Franklin Open (Dec 2024)
Deep learning for prediction and classifying the dynamical behaviour of piecewise-smooth maps
Abstract
This paper explores novel ways of predicting and classifying the dynamics of piecewise smooth maps using various deep learning models. Moreover, we have used machine learning models such as Decision Tree Classifier, Logistic Regression, K-Nearest Neighbor, Random Forest, and Support Vector Machine for predicting the border collision bifurcation in the 1D normal form map and the 1D tent map. The decision tree classifier best predicts the border collision bifurcation for the 1D normal form map, the random forest, and the 1D tent map. This study introduces a novel application of deep learning models to cobweb diagrams and phase portraits, which provides a new perspective for classifying regular and chaotic behaviour. Further, we classified the regular and chaotic behaviour of the 1D tent map and the 2D Lozi map using deep learning models like Convolutional Neural Network (CNN), ResNet50, and ConvLSTM via cobweb diagram and phase portraits, where CNN exhibits better performance than other models.
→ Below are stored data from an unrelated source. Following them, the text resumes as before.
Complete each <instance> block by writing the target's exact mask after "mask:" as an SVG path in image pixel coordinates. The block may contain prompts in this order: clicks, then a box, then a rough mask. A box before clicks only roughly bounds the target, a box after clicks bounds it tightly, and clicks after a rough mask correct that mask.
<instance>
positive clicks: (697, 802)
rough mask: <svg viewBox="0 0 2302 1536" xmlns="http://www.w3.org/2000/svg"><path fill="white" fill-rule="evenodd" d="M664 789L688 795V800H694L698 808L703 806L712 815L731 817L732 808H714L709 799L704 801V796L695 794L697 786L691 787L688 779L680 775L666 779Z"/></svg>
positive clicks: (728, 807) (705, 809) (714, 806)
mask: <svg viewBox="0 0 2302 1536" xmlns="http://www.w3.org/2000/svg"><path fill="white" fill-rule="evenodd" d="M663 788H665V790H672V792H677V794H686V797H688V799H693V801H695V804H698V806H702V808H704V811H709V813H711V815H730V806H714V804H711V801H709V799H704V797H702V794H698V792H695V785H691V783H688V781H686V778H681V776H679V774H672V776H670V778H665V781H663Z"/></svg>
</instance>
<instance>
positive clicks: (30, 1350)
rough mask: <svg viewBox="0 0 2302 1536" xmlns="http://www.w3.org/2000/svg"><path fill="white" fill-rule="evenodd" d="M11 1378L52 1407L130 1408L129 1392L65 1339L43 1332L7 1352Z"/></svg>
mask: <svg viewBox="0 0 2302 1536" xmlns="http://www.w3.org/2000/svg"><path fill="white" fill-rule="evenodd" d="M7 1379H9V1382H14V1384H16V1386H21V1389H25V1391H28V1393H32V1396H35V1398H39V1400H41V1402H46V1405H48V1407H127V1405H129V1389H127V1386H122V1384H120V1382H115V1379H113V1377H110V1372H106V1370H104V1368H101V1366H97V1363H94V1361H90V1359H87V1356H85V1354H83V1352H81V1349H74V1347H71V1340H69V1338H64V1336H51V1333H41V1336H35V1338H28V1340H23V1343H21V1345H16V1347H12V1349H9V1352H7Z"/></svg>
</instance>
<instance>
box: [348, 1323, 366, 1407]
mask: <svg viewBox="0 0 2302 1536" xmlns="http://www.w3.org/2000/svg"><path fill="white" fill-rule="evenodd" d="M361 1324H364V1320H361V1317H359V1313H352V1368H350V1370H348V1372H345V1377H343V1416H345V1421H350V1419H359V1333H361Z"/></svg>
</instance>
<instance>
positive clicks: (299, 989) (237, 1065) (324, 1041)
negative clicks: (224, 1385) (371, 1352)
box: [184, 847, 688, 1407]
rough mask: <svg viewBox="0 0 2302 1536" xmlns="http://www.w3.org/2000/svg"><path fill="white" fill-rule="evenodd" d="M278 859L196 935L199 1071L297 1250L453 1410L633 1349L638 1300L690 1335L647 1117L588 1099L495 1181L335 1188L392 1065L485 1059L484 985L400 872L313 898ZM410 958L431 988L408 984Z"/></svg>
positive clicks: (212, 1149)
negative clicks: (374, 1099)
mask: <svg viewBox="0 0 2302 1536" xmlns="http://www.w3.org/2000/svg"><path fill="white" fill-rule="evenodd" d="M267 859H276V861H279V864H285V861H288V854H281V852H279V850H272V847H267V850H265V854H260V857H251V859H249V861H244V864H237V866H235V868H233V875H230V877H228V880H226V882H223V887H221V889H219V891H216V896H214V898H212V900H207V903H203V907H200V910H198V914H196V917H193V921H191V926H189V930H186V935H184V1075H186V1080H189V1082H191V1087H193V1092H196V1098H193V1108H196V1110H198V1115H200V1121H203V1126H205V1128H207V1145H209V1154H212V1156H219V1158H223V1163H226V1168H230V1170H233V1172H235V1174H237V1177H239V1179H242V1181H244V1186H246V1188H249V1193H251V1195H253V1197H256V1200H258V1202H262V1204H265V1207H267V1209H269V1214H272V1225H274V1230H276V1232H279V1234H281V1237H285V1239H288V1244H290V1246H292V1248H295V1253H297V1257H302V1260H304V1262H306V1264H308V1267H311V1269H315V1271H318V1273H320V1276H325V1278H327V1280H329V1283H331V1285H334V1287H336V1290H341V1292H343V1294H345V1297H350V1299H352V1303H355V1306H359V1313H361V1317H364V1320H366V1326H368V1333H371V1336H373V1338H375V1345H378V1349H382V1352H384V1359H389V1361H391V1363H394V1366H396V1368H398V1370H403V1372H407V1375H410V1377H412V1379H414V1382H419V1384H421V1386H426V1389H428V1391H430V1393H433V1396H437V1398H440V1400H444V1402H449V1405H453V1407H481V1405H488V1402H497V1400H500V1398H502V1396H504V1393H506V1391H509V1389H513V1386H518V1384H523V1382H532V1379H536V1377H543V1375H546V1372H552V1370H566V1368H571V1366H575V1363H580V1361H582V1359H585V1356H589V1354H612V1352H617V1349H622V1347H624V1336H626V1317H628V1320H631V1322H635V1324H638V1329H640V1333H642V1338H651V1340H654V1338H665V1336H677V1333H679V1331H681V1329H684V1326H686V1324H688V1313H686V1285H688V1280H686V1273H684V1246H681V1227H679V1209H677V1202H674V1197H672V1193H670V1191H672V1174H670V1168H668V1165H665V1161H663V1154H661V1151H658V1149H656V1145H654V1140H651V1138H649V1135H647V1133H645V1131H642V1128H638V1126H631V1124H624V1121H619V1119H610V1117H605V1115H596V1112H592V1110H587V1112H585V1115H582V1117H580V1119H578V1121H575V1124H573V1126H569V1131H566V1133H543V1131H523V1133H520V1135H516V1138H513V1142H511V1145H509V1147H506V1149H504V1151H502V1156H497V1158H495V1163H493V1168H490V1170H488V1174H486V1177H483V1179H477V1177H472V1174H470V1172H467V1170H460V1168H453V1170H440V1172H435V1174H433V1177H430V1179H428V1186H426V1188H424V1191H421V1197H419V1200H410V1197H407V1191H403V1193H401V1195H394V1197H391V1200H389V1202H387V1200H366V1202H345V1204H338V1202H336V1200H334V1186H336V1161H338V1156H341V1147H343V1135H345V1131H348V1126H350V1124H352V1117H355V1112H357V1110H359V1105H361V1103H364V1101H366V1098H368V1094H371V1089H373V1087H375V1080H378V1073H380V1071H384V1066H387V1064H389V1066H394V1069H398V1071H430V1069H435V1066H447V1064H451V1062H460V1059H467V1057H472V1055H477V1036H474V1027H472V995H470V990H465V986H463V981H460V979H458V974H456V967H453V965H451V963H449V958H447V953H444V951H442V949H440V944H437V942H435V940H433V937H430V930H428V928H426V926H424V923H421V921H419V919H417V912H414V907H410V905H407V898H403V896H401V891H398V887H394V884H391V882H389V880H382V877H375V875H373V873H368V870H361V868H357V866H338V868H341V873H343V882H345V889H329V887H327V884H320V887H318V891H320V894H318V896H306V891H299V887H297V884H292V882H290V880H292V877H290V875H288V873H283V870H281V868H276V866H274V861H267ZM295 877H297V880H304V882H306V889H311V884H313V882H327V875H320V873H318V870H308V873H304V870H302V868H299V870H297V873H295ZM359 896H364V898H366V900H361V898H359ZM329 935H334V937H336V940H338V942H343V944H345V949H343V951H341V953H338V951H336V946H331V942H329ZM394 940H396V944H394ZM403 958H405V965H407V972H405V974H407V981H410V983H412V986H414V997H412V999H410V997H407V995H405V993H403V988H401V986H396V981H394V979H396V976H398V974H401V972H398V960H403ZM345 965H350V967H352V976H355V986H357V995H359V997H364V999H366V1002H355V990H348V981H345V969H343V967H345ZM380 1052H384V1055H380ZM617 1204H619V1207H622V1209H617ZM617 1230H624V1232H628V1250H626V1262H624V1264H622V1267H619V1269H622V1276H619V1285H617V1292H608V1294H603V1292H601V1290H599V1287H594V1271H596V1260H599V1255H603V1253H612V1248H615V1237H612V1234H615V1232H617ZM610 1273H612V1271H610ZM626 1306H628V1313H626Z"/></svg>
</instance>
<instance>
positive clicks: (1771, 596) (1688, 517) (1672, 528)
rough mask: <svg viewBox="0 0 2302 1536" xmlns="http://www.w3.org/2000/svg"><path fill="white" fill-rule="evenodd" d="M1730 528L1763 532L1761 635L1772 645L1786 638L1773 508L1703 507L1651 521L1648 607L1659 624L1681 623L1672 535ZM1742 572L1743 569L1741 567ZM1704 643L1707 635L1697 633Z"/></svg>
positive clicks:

We also classified the chaotic and hyperchaotic behaviour of the 3D piecewise smooth map using deep learning models such as the Feed Forward Neural Network (FNN), Long Short-Term Memory (LSTM), and Recurrent Neural Network (RNN). We have shown that LSTM performs best for classifying chaotic and hyperchaotic behaviour. Additionally, LSTM outperforms other models in accuracy and computational efficiency, making it highly effective for real-time analysis. Finally, deep learning models such as Long Short Term Memory (LSTM) and Recurrent Neural Network (RNN) are used for reconstructing the two-parameter bifurcation charts of 2D normal form map, in which LSTM is more precise than RNN in reconstructing the two-parametric charts.